This case has been subject to various delaying and secrecy tactics by the police. Currently at issue is “Neither Confirm Nor Deny” (known as NCND) for short. Not long ago, we explained here why NCND should not stand as a response to this case, including the strike-out application. The police subsequently withdrew their application, while still insisting on NCND.

The absurdity and inconsistency of NCND has been ably illustrated by evidence that senior officers – right up to the Commissioner himself – didn’t seem to be aware of NCND until it suited them. Here are two examples:

 

Hogan-Howe in 2011

Commissioner of the Metropolitan Police, Bernard Hogan-Howe, appeared before a meeting of the Metropolitan Police Authority on 27 October 2011. At the meeting, Hogan-Howe was asked by members of the London Assembly about the activities of officer Jim Boyling (who used the name “Jim Sutton” whilst undercover).

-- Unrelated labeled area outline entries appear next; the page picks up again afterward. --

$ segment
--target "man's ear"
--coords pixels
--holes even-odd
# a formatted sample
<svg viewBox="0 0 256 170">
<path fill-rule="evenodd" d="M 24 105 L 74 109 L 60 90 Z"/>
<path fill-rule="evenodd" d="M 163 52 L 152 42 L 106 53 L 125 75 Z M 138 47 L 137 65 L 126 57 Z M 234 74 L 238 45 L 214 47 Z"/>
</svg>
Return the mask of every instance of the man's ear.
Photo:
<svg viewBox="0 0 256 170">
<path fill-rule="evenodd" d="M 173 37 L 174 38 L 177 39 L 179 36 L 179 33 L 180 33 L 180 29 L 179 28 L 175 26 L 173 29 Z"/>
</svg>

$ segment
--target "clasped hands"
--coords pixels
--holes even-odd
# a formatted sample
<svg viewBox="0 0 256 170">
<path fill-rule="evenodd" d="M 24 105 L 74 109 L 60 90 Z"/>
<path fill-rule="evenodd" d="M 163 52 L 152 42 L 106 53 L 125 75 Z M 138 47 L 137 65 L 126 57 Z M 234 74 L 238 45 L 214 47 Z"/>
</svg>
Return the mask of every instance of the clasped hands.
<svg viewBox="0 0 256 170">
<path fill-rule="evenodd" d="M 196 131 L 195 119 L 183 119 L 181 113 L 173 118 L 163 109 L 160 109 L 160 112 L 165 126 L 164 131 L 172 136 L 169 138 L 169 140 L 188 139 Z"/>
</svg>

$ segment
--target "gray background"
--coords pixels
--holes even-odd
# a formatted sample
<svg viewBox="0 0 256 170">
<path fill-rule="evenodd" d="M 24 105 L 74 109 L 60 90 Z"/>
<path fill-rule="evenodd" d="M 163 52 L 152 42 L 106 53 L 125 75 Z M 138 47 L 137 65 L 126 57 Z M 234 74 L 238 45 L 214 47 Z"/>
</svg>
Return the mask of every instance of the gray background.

It’s revealing that at this meeting (which took place shortly before the women’s legal action had been lodged) Hogan-Howe does not hesitate to confirm the identity of undercover “Jim Sutton” as one of his officers.  It’s hard to avoid the conclusion that the asserted ‘policy’ of NCND was subsequently adopted as a smokescreen by the police, as public scrutiny of undercover police abuses gathered momentum.

Here are some extracts from that meeting:

Dee Doocey (Assembly Member):
In relation to the undercover officer known as Jim Sutton, was the officer authorised by his superiors to lie to the court about his identity?

Bernard Hogan-Howe :
[…] In relation to the specific case that you referred to, the one that Dee refers to, one matter has already been referred to the IPCC relating to the appearance in court as a defendant of an officer using a false name in 1997. […] The IPCC has asked that we share with them any relevant documents to inform their assessment of the issues, and we have agreed to do so. There is, in addition, an ongoing Directorate of Professional Standards (DPS) investigation, that is an internal Metropolitan Police Service investigation, started in January of this year into a number of other allegations regarding the same officer – that is the officer I think who was named by Dee with the name of Sutton – which have also been subject to media reporting.

(A full transcript of the meeting can be seen here; the relevant passage begins on page 20.)

 

Sir Hugh Orde in 2011

The Association of Chief Police Officers (ACPO) are, along with the Metropolitan Police, one of the institutions against which the women are bringing this case.  The president of ACPO, Sir Hugh Orde, has also gone on record confirming the identity of an undercover police officer – in this instance, Mark Kennedy.  He discussed the deployment of PC Kennedy at length in a speech to Liberty in February 2011, again before the women’s legal action made it inexpedient for senior police officers to admit such things.  Orde’s speech can be read here.

 

Conclusion

As previously stated by the women’s support group, “Neither Confirm Nor Deny” should not be used as a shield to prevent any illegal and immoral activities by the police from ever coming to light. Effectively they are attempting to use NCND to evade accountability and avoid any genuine scrutiny of their actions.